By now, I was uncontrollably emotional. I really did not know how to even imagine what it felt like without both the parents. Reema’s tears had dried by then. I composed myself. I immediately pretended to be all Okay – after all if anyone needed the emotional strength and love, it was Reema and I had to be the giver, not the other way round.

“But, you know, I am happy for my mom. When my dad passed away, I was too little to comprehend the gravity of the loss. Each passing day of my childhood, however, felt utterly incomplete. There was a sense of void only a dad could have fulfilled. My mother, on the other hand, gave her all to ensure I was most happy. She endured the pain in solitude. “

Reema stopped to have some water. I passed on a few cookies. She looked at them and said, cookies cheer me up. A childlike heart, I thought.

“Two decades later when the almighty decided to take mom away, my heart exploded into a million pieces. The hardest truth was right in front of me, yet I fought with it. In the beginning, I drove it away like it was a dream. It came back shocking me and mocking at me. It has not sunk in, the bitter reality of my life that, my mother is no more a part of my little world. My world came shattering down on me, it is indeed excruciatingly painful to accept that mom and dad chose to leave me alone in this big bad world.”

I asked Reema if we should go to a private space. We had hardly seen each other for about an hour and the conversation flowed. The profound way in which we were both attached to the matter and the conversation, only proved that the world is indeed a better place and it is faith that helps anyone take a leap.
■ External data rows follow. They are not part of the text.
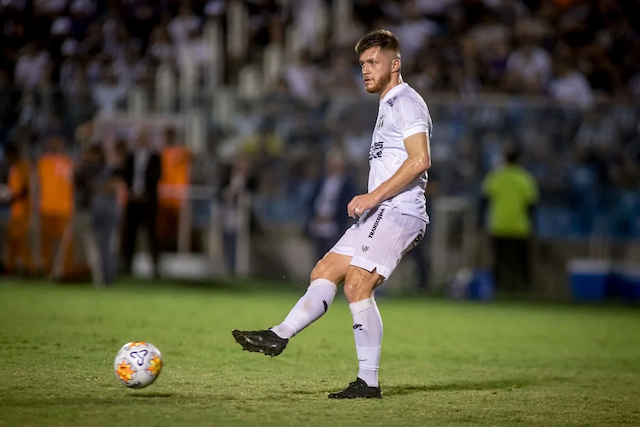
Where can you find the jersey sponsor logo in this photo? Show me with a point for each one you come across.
(414, 243)
(375, 224)
(375, 152)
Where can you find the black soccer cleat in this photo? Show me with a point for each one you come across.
(265, 341)
(358, 390)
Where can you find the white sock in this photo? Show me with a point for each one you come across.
(367, 330)
(313, 304)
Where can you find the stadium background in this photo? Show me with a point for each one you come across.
(232, 76)
(275, 84)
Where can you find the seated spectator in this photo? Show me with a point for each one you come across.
(569, 86)
(31, 65)
(528, 68)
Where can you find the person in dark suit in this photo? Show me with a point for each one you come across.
(142, 173)
(328, 218)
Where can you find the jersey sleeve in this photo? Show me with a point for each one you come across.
(412, 117)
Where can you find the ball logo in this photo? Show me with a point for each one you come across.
(138, 356)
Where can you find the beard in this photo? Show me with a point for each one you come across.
(380, 84)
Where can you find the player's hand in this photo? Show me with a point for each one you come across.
(359, 204)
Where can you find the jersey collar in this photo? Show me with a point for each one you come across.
(393, 92)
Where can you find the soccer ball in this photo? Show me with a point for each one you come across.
(138, 364)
Reema clearly had incredible faith restored in a stranger to break open from her most protected place.

“My grandparents and Priya and her family stood like pillars of divine strength. I hated being alive. It was dangerous at one point. It was then that my grandparents showed me what my soul needed. They asked me to never ever think or believe that my parents are gone. They told me how I could always live every moment of my life with them beside me (imagination is so much more powerful in that it manifests itself in alternate unthinkable ways than the stupid reality), reminisce my parents’ words and act accordingly.”

“Each instant that is a reminder of the physical absence of my parents should now have to translate into immense strength and beautiful love. My parents had so many dreams for me and I have to be there to live them all and be an agent to bring to fruition all of their personal little desires. “

“You know, the suffering that my mother went through during her final years is indescribable. She would wish she was never in her senses lest the agony of the pinches and bashes of incessant medication take the better of her. She would hide away all that grief just to see me, talk to me, listen to my pointless stories, and laugh with me. She sacrificed everything just so I could be happy even when her body and mind had long given up. Shouldn’t I be happy that her suffering finally ended and move on to live my life in a beautifully touching way which would truly rest her soul in peace?”

“I can always join her and daddy later.” Reema signed off, looking intently into my moist eyes. I hadn’t blinked for a while.

Reema and I have been friends ever since. The sentiment that we carry right from the word go, is one of my most cherished treasures of life. Often, we humans crib about the luxuries and comforts we miss out on. It inevitably becomes a reason for unhappiness. We hardly notice the priceless possessions we have in our lives. Meeting Reema became a life lesson for me. Reema is an embodiment of “gratitude.” She is a living example of being optimistic and weathering the storms in life. I thank god for all the blessings in my life, every day.

On a lighter note, Oh yes, I do not dislike airport layovers anymore. Who knows I might make another wonderful friend? Touch wood.